Refactor WebDataset reader and reduce code density

VibhuJawa · VibhuJawa · commit c9cb74337df6 · 2026-02-17T18:50:55.000Z
diff --git a/WEBDATASET_REDUCTION_PLAN.md b/WEBDATASET_REDUCTION_PLAN.md
@@ -0,0 +1,68 @@
+# WebDataset Reader Reduction Plan
+
+## Scope
+Target file: `nemo_curator/stages/multimodal/io/readers/webdataset.py`
+
+Goal: reduce density and repeated logic while preserving behavior and test outcomes.
+
+## Principles
+1. No behavior changes unless explicitly called out and reviewed.
+2. Keep exception semantics stable (`raise`/`skip`/`log`).
+3. Run tests after each phase, not only at the end.
+4. Prefer removing duplicated branches over adding many small helpers.
+
+## Current Pain Points
+1. Interleaved row creation has repeated text/image branch logic.
+2. Text-member parsing combines multiple concerns in one path.
+3. Fallback/error handling around interleaved parsing is harder to scan than needed.
+4. Member-type dispatch has repeated suffix handling patterns.
+
+## Reduction Phases
+
+### Phase 1: Control-flow cleanup (low risk)
+1. Keep current behavior, but collapse redundant exception branches where invariant checks already exist.
+2. Keep one clear fallback path for `sample_format != "interleaved"`.
+3. Ensure all error messages that tests rely on remain unchanged.
+
+Acceptance:
+1. Existing multimodal tests pass unchanged.

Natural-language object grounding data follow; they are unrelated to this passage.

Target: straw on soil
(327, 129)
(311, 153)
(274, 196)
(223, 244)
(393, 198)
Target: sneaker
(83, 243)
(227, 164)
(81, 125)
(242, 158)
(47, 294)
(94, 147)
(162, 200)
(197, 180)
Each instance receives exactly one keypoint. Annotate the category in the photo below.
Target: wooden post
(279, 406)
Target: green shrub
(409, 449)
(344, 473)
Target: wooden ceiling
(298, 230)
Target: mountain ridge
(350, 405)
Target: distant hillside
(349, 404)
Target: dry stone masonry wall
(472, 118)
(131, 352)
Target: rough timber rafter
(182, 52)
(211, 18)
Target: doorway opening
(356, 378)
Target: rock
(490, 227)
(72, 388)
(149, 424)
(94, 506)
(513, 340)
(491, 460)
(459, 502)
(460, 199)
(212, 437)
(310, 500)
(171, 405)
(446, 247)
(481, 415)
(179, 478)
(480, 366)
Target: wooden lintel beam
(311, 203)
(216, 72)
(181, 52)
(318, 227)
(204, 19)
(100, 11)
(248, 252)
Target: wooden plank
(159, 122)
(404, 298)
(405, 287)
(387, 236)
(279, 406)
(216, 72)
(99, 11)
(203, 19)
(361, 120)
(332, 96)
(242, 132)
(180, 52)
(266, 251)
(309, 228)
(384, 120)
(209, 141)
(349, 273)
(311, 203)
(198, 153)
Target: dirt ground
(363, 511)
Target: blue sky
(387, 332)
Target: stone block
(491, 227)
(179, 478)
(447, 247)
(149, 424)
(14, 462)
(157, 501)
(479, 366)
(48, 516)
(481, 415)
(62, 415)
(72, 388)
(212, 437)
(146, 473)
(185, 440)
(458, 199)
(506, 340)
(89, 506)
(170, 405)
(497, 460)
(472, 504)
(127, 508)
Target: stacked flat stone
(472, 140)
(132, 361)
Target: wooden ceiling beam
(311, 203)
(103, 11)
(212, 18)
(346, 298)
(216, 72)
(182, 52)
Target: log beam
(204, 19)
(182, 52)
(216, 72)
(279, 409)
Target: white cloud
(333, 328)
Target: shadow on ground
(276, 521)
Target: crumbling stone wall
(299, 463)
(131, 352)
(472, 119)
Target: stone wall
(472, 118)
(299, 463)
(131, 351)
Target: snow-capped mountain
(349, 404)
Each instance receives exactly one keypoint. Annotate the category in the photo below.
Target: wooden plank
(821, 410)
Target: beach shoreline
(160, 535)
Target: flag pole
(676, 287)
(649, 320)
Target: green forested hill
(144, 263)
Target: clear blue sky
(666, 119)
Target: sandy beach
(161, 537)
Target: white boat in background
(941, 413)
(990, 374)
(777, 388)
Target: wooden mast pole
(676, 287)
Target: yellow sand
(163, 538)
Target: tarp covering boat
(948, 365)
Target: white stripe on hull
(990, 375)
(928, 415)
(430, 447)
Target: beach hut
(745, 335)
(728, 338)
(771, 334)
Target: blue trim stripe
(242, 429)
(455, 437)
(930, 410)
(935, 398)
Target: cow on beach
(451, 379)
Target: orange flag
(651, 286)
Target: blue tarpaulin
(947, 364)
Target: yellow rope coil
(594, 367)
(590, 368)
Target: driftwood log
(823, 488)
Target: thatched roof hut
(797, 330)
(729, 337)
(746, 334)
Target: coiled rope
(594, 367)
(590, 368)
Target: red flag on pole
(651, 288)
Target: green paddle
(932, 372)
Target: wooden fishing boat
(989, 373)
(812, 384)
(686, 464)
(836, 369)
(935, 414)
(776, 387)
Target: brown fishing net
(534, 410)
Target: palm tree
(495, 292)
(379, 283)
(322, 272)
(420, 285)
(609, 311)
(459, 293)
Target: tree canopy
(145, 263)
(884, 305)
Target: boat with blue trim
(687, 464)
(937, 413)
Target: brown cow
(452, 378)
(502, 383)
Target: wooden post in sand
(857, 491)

+2. No schema/output changes.
+
+### Phase 2: Duplicate row-construction removal (low-medium risk)
+1. Centralize interleaved segment row construction into one reusable function.
+2. Reuse that function from all interleaved segment paths.
+3. Keep modality checks and metadata JSON population exactly as today.
+
+Acceptance:
+1. Interleaved reader/writer roundtrip tests pass.
+2. Element metadata JSON behavior remains identical.
+
+### Phase 3: Text-member path decomposition (medium risk)
+1. Split JSON text-member path from plain text-member path for readability.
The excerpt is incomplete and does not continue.